Occasionally I would end up inside their homes to help with something. In each of those homes (seriously-every single one) I would find, usually by the bar, a small decorative sign that read…
You might think it’s a bit odd for people who have enough resources to live so leisurely to have that sign hanging in their house.
I thought the same each time I found myself standing in one of their 4-5000 square foot homes, overlooking the sparkling gulf, while being covered in garden dirt and sand with weeds in my hair, trying not to drip sweat on their imported rug.
There was always an element to my thinking that was from a place of comparing what I had to what they had–what I had to do to make a dollar–their comfort versus mine, on and on. Inevitably (mostly because I was the gardener) I’d end up back outside, in the dirt and 105 degree heat, pulling weeds and wondering (grumbling) why my path and lot in life was so different than theirs.

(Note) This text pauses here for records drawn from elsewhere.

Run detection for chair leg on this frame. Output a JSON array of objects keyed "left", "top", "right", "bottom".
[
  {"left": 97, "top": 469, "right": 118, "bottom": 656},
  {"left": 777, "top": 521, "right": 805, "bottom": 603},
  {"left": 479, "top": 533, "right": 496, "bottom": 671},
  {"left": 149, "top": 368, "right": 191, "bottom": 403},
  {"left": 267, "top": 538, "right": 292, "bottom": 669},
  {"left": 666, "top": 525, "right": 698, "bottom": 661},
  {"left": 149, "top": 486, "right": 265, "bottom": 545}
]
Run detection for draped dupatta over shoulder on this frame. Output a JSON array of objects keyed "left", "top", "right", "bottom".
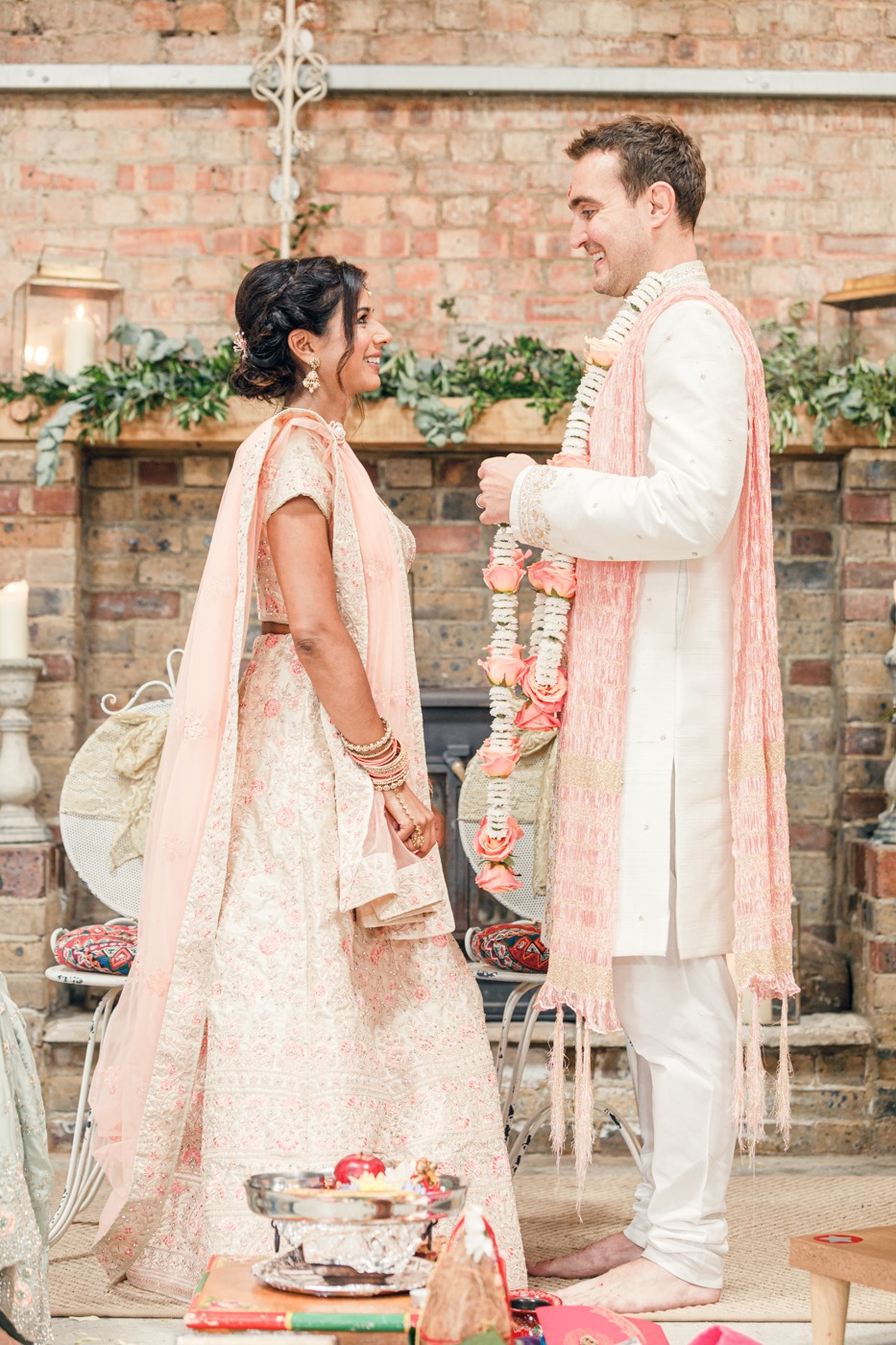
[
  {"left": 90, "top": 409, "right": 453, "bottom": 1277},
  {"left": 538, "top": 285, "right": 798, "bottom": 1176}
]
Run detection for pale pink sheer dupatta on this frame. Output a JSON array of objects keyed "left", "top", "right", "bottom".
[{"left": 90, "top": 411, "right": 452, "bottom": 1259}]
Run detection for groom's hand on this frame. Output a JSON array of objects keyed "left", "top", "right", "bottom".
[{"left": 476, "top": 453, "right": 537, "bottom": 525}]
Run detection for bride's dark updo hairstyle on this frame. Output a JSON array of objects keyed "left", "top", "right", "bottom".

Then one day while in a friend’s house I had an interesting experience. Her house was a old travel trailer, sitting on rotten tires, surrounded by similar structures in a trailer park tucked behind a dune. It was about 150 square feet of living space divided by imaginary lines where the table met the bedroom and the bed met the couch, and a small ficus tree hid the bathroom door. My friend cleaned many of my garden clients’ homes for a living.
As we sat and talked I looked out her small kitchen window (her view overlooked the land lady’s pink trailer and collection of faded plastic flamingos) and saw a small sign above the sink. To my surprise it read…”if you are lucky enough to live by the sea…you are lucky enough.”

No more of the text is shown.